Eichel is a downtown neighbor of Dahlin and roommate Casey Mittelstadt, and said he makes sure to try to help Dahlin where needed on and off the ice.
"He's such a good player, such a good person and a great kid," Eichel said. "He's been everything and more we could ask for. He's an incredible hockey player but you don't get to see how good of a person, how nice he is. He's so humble, it's a pleasure to be around him every day."
Dahlin has just one goal so far, although he has compiled 11 points in 15 games. But his defensive issues have become a bit of a dirty little secret, as he's posted a minus-6 rating the last six games and had several notable struggles with the puck.

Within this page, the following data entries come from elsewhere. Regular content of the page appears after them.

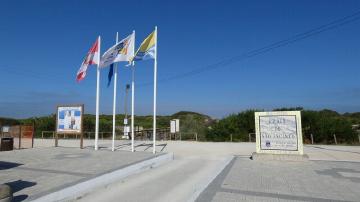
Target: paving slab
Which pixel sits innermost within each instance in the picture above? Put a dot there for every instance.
(317, 180)
(33, 173)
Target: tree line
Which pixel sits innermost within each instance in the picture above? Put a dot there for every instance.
(322, 124)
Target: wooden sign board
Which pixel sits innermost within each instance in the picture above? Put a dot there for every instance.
(69, 121)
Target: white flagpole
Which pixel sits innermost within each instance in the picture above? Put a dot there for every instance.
(132, 101)
(97, 97)
(155, 86)
(114, 101)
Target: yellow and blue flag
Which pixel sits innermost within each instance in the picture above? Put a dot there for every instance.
(147, 48)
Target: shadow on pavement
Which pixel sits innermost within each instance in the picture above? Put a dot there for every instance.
(19, 185)
(4, 165)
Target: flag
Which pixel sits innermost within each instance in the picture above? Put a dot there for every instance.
(147, 48)
(122, 51)
(111, 73)
(91, 58)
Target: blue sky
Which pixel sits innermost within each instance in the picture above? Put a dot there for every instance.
(43, 44)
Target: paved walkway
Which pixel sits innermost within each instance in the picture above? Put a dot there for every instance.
(247, 180)
(332, 174)
(323, 179)
(36, 172)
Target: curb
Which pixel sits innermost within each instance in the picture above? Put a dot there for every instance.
(82, 188)
(199, 188)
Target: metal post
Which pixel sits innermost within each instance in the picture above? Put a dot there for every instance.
(312, 139)
(155, 91)
(97, 98)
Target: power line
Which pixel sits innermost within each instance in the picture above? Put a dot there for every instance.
(298, 37)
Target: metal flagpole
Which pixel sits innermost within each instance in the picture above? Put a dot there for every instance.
(97, 98)
(132, 105)
(155, 85)
(132, 101)
(114, 101)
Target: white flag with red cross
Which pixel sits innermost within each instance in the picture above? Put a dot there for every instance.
(91, 58)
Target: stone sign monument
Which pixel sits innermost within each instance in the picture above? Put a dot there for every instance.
(278, 133)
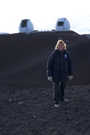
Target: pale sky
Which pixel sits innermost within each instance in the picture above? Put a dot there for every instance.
(44, 14)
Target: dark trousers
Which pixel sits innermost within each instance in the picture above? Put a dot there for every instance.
(59, 91)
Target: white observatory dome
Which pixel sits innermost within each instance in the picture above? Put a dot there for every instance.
(26, 26)
(62, 24)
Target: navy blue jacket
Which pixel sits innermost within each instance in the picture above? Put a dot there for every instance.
(59, 65)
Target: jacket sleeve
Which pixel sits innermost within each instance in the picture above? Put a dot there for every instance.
(50, 65)
(69, 65)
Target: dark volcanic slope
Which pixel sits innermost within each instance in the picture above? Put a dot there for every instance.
(23, 57)
(31, 112)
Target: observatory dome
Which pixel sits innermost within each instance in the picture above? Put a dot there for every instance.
(62, 24)
(26, 26)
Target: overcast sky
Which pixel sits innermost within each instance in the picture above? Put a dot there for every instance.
(44, 14)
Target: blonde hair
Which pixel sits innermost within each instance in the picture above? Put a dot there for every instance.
(60, 42)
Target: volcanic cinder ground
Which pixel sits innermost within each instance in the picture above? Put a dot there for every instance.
(26, 97)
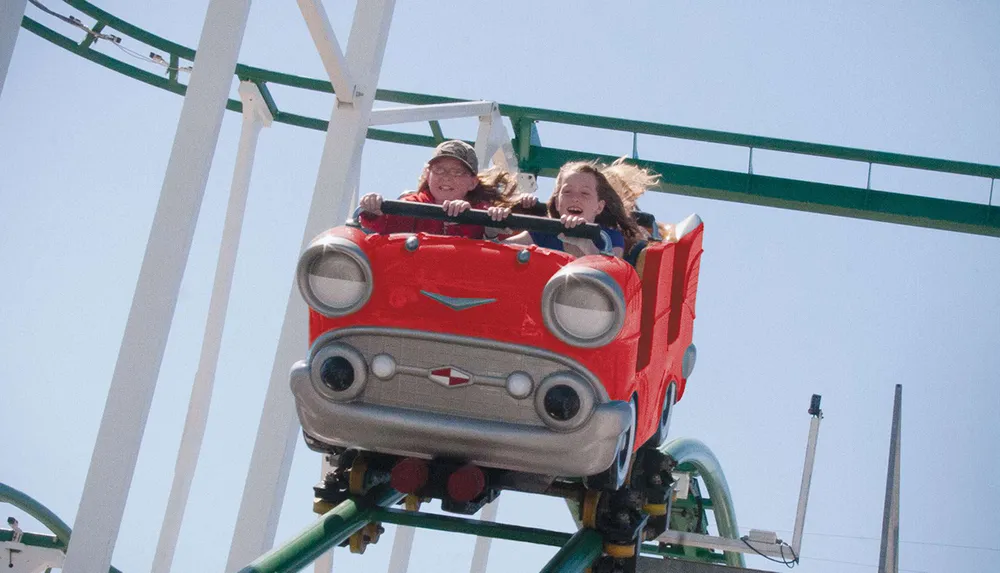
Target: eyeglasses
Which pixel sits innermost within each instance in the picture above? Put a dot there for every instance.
(453, 173)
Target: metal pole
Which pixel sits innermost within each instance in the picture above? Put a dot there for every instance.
(888, 559)
(339, 166)
(807, 467)
(130, 396)
(696, 453)
(11, 13)
(335, 526)
(481, 554)
(578, 554)
(255, 116)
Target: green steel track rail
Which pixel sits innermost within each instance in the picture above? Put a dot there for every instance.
(740, 187)
(60, 531)
(694, 455)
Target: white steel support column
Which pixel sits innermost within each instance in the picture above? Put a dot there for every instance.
(328, 48)
(255, 116)
(11, 13)
(134, 380)
(402, 547)
(338, 171)
(888, 559)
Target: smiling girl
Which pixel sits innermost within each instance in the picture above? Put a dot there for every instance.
(583, 194)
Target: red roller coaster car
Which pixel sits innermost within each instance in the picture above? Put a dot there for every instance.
(513, 359)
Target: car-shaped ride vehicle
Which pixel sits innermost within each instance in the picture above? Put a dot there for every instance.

"I hope he turns his game back around some here," said Ryan Francis, 36, of Grand Island, who was wearing a Dahlin T-shirt while his father, Mark, sported an Eichel 50th anniversary sweater. "I think he's had a little bit of a sophomore slump. Offensively he's still putting up numbers but defensively he looks a mess. I'm hoping he wants to show off for the crowd and play at a level maybe we haven't seen before. That's where the hope is."

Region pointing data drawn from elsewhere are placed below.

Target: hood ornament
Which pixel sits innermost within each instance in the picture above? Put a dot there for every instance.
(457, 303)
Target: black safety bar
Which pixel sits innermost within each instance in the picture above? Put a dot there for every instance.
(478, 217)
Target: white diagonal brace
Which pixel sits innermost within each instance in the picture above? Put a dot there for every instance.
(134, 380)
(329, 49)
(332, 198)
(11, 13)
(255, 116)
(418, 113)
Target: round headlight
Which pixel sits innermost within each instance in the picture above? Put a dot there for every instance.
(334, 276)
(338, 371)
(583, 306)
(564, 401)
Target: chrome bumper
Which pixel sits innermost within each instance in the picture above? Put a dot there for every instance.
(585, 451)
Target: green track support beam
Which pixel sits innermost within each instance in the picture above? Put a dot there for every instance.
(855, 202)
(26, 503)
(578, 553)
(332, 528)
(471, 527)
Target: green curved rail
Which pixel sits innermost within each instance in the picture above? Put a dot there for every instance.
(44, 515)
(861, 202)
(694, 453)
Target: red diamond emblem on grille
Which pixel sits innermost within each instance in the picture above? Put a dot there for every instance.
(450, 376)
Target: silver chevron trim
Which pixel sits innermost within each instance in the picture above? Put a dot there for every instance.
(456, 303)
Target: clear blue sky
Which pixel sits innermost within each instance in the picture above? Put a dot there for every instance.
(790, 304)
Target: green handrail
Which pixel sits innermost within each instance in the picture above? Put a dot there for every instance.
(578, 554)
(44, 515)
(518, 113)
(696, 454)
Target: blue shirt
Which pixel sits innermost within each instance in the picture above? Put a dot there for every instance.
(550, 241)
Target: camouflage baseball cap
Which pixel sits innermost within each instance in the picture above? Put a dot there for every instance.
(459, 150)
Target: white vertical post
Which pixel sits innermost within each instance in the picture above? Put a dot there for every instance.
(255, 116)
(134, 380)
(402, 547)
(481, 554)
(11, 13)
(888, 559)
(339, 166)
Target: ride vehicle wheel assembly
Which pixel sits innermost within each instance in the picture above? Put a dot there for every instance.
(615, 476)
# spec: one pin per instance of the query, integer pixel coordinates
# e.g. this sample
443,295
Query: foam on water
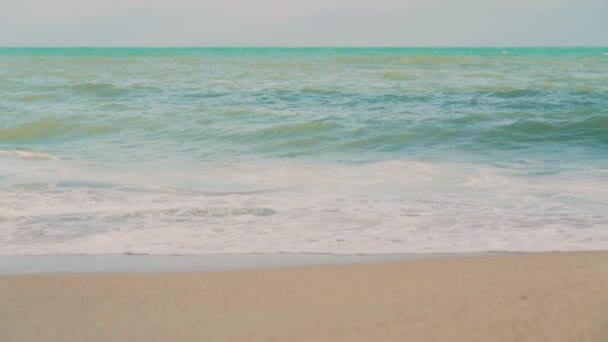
372,150
395,206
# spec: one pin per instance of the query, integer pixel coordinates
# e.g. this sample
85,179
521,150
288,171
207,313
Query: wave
29,155
292,130
49,127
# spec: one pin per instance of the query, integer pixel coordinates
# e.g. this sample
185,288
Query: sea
180,151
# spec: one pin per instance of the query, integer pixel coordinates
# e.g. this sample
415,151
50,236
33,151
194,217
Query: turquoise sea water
367,150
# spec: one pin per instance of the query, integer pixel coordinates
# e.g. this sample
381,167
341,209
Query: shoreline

Rick Zinter, a Rochester native now living in Greenacres, Fla., had similar thoughts. He's here with his son Kyle, from Seattle, and friend Lukas Kotecki of Rochester, a season-ticket holder from Section 304 in KeyBank Center.

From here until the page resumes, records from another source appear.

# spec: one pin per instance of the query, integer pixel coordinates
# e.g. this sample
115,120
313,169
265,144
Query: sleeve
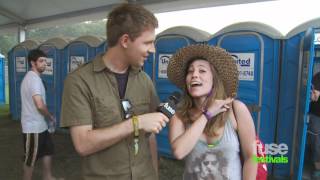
154,99
76,106
35,87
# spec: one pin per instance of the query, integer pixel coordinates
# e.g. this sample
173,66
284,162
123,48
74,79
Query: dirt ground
66,162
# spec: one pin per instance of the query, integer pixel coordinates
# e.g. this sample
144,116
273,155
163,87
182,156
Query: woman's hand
219,106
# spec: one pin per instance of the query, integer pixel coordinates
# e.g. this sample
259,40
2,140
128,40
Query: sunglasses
126,108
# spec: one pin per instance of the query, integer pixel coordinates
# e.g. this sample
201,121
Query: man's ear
124,40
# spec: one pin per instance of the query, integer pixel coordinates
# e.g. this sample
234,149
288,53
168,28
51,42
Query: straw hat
222,61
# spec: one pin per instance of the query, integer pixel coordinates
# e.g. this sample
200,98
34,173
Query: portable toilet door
18,67
2,80
294,99
255,48
102,47
51,76
166,44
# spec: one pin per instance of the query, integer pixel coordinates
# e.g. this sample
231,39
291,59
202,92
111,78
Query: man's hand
152,122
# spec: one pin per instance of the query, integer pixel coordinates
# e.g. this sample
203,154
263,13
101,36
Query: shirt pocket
141,106
106,112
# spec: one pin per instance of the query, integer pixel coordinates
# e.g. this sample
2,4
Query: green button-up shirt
91,97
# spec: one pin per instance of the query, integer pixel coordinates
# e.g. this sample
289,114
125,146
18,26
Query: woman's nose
195,74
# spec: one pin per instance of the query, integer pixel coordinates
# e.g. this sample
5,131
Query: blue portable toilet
51,76
167,43
255,48
102,47
77,52
18,67
296,74
2,80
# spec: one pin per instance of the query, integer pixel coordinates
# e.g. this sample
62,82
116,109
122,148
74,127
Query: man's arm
154,152
42,108
152,139
88,140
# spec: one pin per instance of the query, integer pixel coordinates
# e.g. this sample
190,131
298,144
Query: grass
7,93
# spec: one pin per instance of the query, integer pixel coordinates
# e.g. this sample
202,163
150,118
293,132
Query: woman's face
199,78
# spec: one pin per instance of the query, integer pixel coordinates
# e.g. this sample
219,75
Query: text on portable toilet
49,67
245,64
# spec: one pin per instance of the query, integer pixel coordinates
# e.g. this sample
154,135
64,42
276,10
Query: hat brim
222,61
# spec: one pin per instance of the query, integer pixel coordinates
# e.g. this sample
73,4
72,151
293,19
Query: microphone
168,108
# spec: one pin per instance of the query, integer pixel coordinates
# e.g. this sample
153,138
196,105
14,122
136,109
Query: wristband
207,114
135,122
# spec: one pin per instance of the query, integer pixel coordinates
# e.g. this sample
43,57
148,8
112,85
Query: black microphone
168,107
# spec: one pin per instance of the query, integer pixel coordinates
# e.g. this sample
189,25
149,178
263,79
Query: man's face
139,49
40,64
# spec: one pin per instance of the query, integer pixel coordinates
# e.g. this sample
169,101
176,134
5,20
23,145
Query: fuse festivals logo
274,153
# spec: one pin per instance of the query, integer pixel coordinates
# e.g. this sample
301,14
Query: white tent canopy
44,13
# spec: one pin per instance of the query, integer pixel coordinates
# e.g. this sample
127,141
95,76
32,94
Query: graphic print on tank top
211,165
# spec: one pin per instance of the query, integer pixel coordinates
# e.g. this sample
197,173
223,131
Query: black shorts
36,145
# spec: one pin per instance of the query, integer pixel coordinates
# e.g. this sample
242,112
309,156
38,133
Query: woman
208,121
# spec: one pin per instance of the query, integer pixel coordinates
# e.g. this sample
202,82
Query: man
114,145
36,138
315,124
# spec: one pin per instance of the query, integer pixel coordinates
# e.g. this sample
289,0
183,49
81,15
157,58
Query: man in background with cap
36,138
315,124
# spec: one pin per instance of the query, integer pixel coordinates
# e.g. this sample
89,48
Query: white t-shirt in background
31,119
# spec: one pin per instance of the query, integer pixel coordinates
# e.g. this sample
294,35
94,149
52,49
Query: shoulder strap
235,115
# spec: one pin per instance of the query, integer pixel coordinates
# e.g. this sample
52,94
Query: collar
98,66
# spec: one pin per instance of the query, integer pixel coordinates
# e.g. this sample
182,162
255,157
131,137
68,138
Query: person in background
314,126
109,103
36,138
208,122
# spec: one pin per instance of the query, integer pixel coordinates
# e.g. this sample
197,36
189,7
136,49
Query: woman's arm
247,135
183,140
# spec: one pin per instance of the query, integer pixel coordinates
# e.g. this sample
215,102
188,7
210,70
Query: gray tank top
215,163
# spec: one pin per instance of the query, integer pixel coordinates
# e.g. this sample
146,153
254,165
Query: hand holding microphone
155,122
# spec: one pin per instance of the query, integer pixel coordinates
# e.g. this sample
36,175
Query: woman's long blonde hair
218,92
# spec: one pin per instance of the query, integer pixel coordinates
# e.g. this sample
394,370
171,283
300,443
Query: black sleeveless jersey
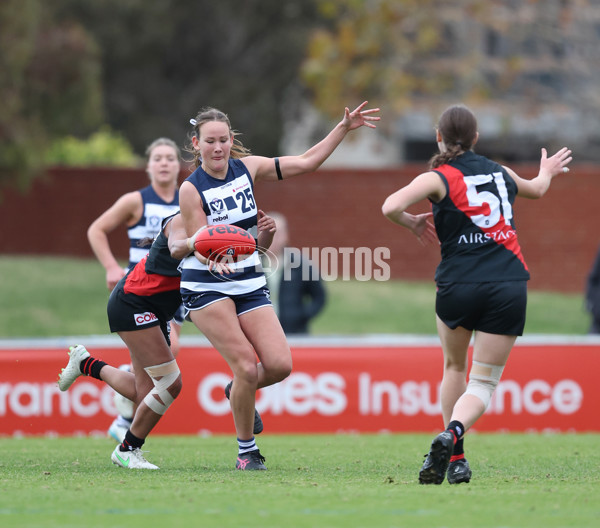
475,225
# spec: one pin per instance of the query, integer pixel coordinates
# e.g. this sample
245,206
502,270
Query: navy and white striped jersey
155,210
228,201
475,225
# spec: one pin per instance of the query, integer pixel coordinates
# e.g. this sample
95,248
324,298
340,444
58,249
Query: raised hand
359,117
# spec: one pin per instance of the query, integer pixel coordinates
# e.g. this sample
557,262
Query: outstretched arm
549,168
426,185
264,168
125,211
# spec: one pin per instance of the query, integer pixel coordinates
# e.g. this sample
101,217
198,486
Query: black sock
91,367
457,428
131,442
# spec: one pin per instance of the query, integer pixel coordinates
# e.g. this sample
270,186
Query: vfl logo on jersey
144,318
218,210
217,205
153,221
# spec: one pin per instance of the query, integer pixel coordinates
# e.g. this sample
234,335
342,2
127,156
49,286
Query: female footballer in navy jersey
481,279
233,309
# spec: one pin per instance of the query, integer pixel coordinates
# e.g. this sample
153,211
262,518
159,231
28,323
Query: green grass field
312,481
47,296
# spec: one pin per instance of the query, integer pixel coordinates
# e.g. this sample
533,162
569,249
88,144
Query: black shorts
128,312
492,307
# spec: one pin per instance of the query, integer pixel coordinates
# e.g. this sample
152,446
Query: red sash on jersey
144,284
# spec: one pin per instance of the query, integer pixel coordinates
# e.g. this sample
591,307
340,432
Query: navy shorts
128,312
245,302
492,307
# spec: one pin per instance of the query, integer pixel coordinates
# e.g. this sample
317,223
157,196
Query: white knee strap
159,399
483,380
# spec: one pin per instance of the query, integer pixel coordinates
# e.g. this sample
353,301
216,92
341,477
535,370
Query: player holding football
236,314
150,289
481,279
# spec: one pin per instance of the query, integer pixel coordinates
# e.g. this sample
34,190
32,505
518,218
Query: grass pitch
312,481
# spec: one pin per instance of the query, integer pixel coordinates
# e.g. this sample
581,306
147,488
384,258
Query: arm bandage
483,380
163,376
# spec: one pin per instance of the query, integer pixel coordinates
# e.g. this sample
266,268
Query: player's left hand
359,117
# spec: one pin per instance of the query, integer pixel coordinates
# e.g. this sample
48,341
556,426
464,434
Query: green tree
164,61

"He's been a little erratic but a lot of these guys on this team are young," said Zinter, combining his navy Dahlin jersey with a scarf from the Sabres' 2011 trip to Finland and Germany. "They've got a good core that's 19-23 years old. Over the next few years, I could see them doing really well."
— Lukas Kotecki 🏒 (@Sabres_Blitz) November 7, 2019
The Sabres enter these games six points ahead of the Lightning in the Atlantic Division standings. Dahlin and Hedman are rivals now, a far cry from when Dahlin was 12 and met Hedman, then 21, during a 2012 summer hockey camp.
"To play against him in the NHL, it was pretty weird at first. But I'm here in the NHL, too, so I can't think about it too much," Dahlin said. "But it's awesome. It's really cool to play against him."
"He's a great overall guy. The talent is out of this world, and he's producing on a high level to start the season," Hedman said. "He's just going to become better, and that's pretty scary."
Eskhult was talking about Dahlin some more when Thunderbug, Tampa Bay's mascot, walked by and high-fived his son. The reason? Albin Eskhult was wearing the jersey of Lightning star Nikita Kucherov.
"He doesn't know any better," said his smiling father. "He's also a Oilers fan for Connor McDavid."
Albin's wish? A Tampa Bay win and some good play from Dahlin. The Sabres' fans in town certainly don't want that combination.
"How many years has it been since they've been out of the playoffs?" asked Larsen, the Norwegian. Told the number was 8, Larsen said, "That's a long time. I want to see them win some more."